Dear Abby: A Mixed Bag of Family Dynamics
I’ve been married to my husband for 35 years now, and I thought things were good between us. Recently, my mother-in-law updated her will, intending to leave all her assets to him. If he happens to pass away before her, then it will go to her three adult children. However, she was asked to name beneficiaries in case all four of them die first, which seems unlikely. The twist? She has no other living relatives—no parents, siblings, or even distant cousins.
Instead of including me, she named several friends and neighbors as beneficiaries. One of these is a neighbor who lives right next door. She often drives my mother-in-law—who doesn’t drive herself—to appointments and errands since we live quite a distance away, about three and a half hours.
I always thought my relationship with her was strong. My husband and I often send her flowers and thoughtful gifts for special occasions. I help her out with various tasks, especially when her health is a concern. So, it stings a bit to feel overlooked. Am I being petty or irrational for feeling upset about what’s missing from her will? — Hurt in Colorado
Dear Hurt: Your feelings are totally valid. While it might seem like an oversight, it’s understandable to feel upset. Have you talked to your husband about it? Maybe he should ask his mom if she unintentionally overlooked you during the will process.
Noise Complaint Dilemma
In another scenario, I’m an elderly woman with knee pain, and I recently bought a ground-floor apartment. Otherwise, I think I’d have opted for a second-floor unit in this two-story building. I only stay here part-time since my husband hasn’t retired yet.

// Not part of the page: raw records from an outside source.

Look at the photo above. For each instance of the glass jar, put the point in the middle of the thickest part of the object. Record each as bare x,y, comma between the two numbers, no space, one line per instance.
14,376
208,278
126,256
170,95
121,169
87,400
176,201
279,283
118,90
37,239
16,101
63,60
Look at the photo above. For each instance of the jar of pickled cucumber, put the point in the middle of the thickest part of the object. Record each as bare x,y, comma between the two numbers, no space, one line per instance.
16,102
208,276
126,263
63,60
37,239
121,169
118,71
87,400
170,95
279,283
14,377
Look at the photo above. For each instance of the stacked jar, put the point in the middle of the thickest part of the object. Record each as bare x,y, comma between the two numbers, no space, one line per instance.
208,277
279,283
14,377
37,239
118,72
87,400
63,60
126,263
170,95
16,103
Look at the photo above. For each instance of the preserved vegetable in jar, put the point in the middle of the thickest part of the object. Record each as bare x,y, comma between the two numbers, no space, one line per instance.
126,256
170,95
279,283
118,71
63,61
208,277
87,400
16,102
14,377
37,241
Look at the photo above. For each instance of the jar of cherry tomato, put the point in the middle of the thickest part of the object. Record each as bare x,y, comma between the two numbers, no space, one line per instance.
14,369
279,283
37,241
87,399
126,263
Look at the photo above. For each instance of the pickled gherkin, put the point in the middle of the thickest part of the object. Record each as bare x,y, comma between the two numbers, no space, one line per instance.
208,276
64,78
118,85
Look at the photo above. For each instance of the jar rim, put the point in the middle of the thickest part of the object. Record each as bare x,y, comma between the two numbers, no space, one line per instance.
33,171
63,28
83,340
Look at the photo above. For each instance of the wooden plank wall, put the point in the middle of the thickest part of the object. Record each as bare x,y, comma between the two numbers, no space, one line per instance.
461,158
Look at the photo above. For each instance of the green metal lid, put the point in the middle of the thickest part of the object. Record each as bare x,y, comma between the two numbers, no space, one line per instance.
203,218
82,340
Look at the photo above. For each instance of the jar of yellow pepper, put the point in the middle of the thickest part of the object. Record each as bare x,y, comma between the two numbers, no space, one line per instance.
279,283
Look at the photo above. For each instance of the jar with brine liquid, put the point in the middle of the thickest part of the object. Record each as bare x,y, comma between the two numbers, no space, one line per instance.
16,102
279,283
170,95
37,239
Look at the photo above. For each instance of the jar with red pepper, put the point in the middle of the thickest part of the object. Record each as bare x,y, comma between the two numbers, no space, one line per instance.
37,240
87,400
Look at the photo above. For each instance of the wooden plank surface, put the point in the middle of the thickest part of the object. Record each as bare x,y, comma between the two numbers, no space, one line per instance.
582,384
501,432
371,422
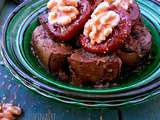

The upstairs neighbor has two kids who, honestly, are quite rambunctious. They jump off their kitchen counter often, sometimes even until late at night, causing everything in my kitchen to rattle. I reached out to the property management, and they said they’d consider sending violation notices. But since I’m not here full-time, I’m worried about potential retaliation, like vandalism to my car or worse. The neighbor would likely be the suspect, but with no solid proof, it’s tricky.
I can’t afford to move to a more expensive community. In an effort to foster good relations, my husband and I knocked on her door to introduce ourselves, but she didn’t really engage. What would you do in my situation? — I Hear Noise to the South
Dear Noise Concerned: If I were you, I’d knock on her door again, explain the noise issue, and kindly ask her to talk to her kids about it. It’s really hard to enjoy your home with that level of disturbance. If she’s uncooperative, returning to the property manager might be necessary. And if the situation doesn’t improve, you may need to consider contacting Child Protective Services. What the kids are doing isn’t just annoying; it’s unsafe, and it seems the parents need to step up.